Acute stress induces different changes on the expression of CB1 receptors in the hippocampus of two lines of male rats differing in their response to stressors

The stress-induced alterations in cognitive processes and psychiatric disorders can be accelerated when acute stressors challenge the hippocampal functions. To address this issue, we used Western Blot (WB) and immunohistochemistry assays to investigate the impact of acute forced swimming (FS) on the expression of the CB1 cannabinoid receptors (CB1R) in the hippocampus (HC) of the male outbred Roman High- (RHA) and Low-Avoidance (RLA) rat lines, one of the most validated genetic models for the study of behavior related to fear/anxiety and stress-induced depression. The distinct responses to FS confirmed the different behavioral strategies displayed by the two phenotypes when exposed to stressors, with RLA and RHA rats displaying reactive vs. proactive coping, respectively. In control rats, the WB analysis showed lower hippocampal CB1R relative levels in RLA rats than in their RHA counterparts.

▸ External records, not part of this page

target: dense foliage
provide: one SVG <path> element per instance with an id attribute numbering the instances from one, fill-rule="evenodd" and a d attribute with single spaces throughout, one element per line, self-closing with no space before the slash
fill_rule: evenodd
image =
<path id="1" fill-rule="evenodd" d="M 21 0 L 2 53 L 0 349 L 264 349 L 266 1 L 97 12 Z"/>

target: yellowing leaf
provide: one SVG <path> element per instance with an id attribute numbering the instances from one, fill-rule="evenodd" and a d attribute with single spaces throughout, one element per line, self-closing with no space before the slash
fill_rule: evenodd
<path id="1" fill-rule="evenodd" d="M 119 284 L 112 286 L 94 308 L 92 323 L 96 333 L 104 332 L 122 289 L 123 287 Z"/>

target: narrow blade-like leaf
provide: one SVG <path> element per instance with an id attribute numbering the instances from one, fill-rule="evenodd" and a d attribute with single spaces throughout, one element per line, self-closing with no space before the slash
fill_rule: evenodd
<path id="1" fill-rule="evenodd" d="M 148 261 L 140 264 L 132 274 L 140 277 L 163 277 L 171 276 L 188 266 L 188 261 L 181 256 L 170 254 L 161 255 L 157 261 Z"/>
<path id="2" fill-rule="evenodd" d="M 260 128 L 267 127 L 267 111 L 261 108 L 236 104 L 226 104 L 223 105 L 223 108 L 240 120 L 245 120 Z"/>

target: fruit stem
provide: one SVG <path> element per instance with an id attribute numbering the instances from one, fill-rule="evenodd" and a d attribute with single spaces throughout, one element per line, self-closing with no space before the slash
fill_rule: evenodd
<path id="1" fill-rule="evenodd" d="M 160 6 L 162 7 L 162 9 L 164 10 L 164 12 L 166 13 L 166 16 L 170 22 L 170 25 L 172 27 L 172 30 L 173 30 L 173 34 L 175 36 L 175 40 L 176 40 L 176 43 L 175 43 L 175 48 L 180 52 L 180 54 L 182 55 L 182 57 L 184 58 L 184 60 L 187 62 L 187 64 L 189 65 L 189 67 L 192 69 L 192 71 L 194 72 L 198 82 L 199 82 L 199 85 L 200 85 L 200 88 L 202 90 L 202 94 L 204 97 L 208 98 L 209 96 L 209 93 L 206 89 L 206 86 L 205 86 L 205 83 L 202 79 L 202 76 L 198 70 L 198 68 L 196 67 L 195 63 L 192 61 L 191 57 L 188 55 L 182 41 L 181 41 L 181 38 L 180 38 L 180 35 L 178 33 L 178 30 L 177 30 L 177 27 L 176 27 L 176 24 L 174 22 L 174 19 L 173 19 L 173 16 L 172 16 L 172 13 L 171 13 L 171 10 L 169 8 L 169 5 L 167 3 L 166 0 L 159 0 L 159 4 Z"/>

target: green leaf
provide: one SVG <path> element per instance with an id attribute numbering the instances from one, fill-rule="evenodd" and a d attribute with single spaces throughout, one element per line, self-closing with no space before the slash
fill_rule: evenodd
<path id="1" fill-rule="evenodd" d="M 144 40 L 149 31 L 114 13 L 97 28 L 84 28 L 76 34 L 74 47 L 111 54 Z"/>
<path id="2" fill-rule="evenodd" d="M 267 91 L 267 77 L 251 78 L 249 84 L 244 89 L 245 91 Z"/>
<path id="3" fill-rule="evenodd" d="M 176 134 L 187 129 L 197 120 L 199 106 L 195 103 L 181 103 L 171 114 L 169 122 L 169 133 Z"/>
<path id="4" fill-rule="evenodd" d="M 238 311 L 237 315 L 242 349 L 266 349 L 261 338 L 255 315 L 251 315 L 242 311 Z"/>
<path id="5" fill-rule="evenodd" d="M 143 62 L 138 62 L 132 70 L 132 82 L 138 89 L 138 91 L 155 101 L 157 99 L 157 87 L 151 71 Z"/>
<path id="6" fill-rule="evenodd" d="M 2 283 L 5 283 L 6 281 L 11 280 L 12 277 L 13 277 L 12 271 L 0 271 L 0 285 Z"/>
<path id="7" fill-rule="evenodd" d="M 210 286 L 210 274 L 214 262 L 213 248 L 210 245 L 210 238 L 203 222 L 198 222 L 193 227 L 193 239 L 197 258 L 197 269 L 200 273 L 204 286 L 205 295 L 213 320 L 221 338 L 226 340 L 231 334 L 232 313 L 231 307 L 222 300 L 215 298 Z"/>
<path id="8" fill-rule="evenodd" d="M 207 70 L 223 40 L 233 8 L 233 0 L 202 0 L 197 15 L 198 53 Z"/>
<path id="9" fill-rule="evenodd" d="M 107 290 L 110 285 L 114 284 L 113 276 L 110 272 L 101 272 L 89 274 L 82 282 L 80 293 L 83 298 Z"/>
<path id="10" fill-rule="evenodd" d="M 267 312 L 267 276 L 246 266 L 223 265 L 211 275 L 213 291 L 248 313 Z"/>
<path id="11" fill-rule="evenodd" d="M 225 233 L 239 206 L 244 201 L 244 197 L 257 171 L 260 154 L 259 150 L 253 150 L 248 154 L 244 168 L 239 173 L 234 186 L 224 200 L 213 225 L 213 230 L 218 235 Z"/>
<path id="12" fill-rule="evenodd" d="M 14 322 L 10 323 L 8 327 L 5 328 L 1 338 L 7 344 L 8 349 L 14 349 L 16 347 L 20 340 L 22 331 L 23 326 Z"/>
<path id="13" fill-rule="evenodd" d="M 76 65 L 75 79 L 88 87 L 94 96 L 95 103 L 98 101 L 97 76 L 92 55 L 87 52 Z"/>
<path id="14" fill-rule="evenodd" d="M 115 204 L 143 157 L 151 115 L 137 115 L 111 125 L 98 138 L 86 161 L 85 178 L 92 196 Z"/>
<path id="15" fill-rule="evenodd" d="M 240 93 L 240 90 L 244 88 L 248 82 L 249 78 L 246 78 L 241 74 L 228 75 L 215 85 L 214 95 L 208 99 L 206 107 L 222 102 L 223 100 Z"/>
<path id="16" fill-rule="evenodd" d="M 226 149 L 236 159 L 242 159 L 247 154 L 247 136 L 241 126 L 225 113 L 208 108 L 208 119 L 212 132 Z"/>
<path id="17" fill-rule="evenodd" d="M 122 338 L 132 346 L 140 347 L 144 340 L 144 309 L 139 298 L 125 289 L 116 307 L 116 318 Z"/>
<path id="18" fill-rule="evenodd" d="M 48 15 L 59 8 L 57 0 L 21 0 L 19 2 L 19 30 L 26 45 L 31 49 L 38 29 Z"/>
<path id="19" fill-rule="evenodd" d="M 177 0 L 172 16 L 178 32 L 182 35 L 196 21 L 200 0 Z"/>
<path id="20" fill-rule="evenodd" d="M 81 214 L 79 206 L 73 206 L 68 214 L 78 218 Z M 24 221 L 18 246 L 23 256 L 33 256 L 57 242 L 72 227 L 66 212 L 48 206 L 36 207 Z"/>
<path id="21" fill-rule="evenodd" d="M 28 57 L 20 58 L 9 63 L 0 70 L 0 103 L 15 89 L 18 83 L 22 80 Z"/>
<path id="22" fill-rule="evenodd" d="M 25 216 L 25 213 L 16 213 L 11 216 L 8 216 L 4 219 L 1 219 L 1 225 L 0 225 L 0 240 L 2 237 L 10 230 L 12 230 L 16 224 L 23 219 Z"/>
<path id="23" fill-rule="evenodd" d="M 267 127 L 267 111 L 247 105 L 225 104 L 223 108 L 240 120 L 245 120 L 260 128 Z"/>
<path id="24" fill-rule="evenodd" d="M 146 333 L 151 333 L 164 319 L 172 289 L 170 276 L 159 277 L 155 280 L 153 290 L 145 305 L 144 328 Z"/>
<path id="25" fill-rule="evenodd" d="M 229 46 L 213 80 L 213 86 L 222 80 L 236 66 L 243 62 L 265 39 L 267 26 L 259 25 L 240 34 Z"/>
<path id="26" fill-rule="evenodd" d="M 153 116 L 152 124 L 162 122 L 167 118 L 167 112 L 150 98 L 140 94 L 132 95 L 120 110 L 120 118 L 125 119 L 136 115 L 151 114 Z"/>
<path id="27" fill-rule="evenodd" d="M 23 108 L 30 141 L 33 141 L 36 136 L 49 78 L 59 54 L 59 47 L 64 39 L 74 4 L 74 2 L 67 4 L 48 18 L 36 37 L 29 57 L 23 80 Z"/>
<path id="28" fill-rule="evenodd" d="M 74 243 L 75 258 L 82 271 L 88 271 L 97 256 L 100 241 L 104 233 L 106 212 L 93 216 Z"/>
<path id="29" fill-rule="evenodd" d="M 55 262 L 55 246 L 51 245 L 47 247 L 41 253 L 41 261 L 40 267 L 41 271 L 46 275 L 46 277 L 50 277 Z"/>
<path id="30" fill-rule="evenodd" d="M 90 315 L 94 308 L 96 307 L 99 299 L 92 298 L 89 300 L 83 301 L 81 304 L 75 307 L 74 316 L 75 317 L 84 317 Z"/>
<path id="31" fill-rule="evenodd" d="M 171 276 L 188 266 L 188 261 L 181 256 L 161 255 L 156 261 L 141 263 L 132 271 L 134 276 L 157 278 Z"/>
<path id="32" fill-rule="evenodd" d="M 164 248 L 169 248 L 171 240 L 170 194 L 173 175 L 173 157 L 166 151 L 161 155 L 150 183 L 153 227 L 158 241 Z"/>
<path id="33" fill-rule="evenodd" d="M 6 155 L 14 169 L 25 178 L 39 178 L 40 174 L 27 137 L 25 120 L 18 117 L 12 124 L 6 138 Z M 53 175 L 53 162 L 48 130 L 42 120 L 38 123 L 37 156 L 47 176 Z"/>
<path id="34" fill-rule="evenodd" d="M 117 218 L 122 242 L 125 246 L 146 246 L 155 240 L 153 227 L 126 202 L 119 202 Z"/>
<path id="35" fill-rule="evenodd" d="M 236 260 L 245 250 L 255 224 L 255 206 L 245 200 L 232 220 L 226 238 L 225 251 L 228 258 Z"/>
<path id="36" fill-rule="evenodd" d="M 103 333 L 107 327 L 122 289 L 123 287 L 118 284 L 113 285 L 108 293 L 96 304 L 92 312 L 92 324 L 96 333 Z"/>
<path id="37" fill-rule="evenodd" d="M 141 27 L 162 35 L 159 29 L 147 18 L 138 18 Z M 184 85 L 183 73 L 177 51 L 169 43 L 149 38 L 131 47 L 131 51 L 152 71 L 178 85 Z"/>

After FS, RLA rats showed increased CB1R levels in the dorsal HC (dHC) vs. no change in the ventral HC (vHC), while RHA rats displayed no change in the dHC vs. a decrease in the vHC. In the tissue sections from dHC, FS elicited an increment over the control level of CB1R-like immunoreactivity (LI) in the CA1 and CA3 sectors of the Ammon's horn of RLA rats, while in RHA rats the density of CB1R-LI increased only in the CA1 sector. In tissue sections from the vHC, FS caused an increase over the control values of CB1R-LI only in the CA1 sector of RLA rats and a decrement of the CB1R-LI in the CA1 sector and dentate gyrus of control RHA rats. This study shows for the first time that, in baseline conditions, the CB1Rs are present in the dHC and the vHC of the Roman rat lines with a different distribution along the septo-temporal extension of the HC and that the FS induces rapid and distinct changes in the hippocampal expression of CB1R of RLA vs. RLA rats, in keeping with the view that endocannabinoid signaling may contribute to the molecular mechanisms that regulate the different responses of the dHC vs. the vHC to aversive situations in male Roman rats. Our results also provide evidence supporting the involvement of CB1R in the molecular underpinnings of the susceptibility of RLA rats and the resistance of RHA rats to stress-induced depression-like behavior.